Background: The magnitude and the characteristics of the use of methamphetamine, MDMA (Ecstasy), LSD (d-lysergic acid diethylamide), ketamine, GHB (gamma-hydroxybutyrate), and flunitrazepam (Rohypnol) were examined in a probability sample of the U.S. civilian population that included multiethnic urban, suburban, and rural youths aged 16-23 (N = 19,084). Methods: Data were drawn from the National Survey on Drug Use and Health (NSDUH). Logistic regression analyses were conducted to identify the characteristics associated with the use of each of these drugs and of multiple drugs. Results: Approximately 20% of youths aged 16-23 reported having ever used one or more of these drugs. Less than 1% of club drug users used club drugs only, and 82% of them had ever used three or more drug classes. Females were more likely than males to report using multiple club drugs. Recent users of methamphetamine were most likely to be females and adolescents aged 16 or 17. Recent users of MDMA tended to be young adults aged 18-21 and residents of metropolitan areas. Most recent users of LSD were adolescents aged 16-19 and those in low-income families. Ketamine users were primarily employed youths. Staying in school and getting married were associated with decreased odds of club drug use. Club drug use was highly associated with the presence of criminal behaviors and recent alcohol abuse or dependence. Conclusions: Adolescents are more likely than young adults to use multiple drugs. The clustering of multidrug use and alcohol use disorder is a cause of concern.

Zack M; Poulos CX; Woodford TM. Diazepam dose: Dependently increases or decreases implicit priming of alcohol associations in problem drinkers.
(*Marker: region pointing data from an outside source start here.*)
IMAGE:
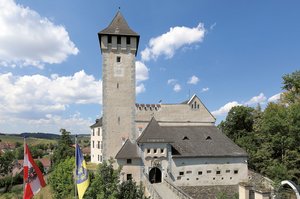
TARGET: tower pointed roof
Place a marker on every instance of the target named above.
(118, 26)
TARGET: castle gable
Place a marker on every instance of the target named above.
(192, 141)
(190, 112)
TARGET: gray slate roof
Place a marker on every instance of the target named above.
(192, 141)
(98, 123)
(118, 26)
(128, 151)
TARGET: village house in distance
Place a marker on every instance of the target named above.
(178, 143)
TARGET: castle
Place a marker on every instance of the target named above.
(179, 142)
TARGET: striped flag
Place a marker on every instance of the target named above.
(33, 177)
(82, 176)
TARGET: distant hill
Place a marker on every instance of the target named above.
(50, 136)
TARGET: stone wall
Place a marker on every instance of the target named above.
(211, 192)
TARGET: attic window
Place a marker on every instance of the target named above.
(118, 59)
(128, 40)
(208, 138)
(185, 138)
(118, 39)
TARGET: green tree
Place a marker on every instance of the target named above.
(130, 190)
(64, 148)
(105, 183)
(6, 163)
(61, 179)
(291, 83)
(239, 122)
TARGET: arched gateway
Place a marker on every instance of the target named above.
(155, 175)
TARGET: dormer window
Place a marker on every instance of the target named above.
(128, 40)
(195, 105)
(118, 59)
(208, 138)
(185, 138)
Alcohol and Alcoholism 41(6): 604-610, 2006. (28 refs.)

Aims: Words denoting negative affect (NEG) have been found to prime alcohol-related words (ALC) on semantic priming tasks, and this effect is tied to severity of addiction. Previous research suggested that high doses of benzodiazepines may dampen NEG-ALC priming. The present study tested this possibility and the role of motivation for alcohol in this process. Methods: A placebo-controlled, double blind, between-within, counterbalanced design was employed. Two groups of male problem drinkers (n = 6/group) received a high (15-mg) or low (5-mg) dose of diazepam versus placebo on two identical test sessions. A lexical decision task assessed priming. Results: Under placebo, significant NEG -> ALC priming emerged in each group. High-dose diazepam selectively reversed this effect, while low-dose selectively enhanced it. Correlations between NEG -> ALC priming and desire for alcohol provided further support that semantic priming of ALC concepts reflects a motivational process. The bi-directional effects found here parallel the effects of high- versus low-dose benzodiazepines on alcohol self-administration in animals. Conclusions: High-dose diazepam reduces prime-induced activation of ALC concepts in problem drinkers. Low-dose diazepam facilitates this process, and cross-priming of motivation for alcohol appears to explain this effect. Neurochemical modulation of the alcohol memory network may contribute to the motivational effects of benzodiazepines in problem drinkers.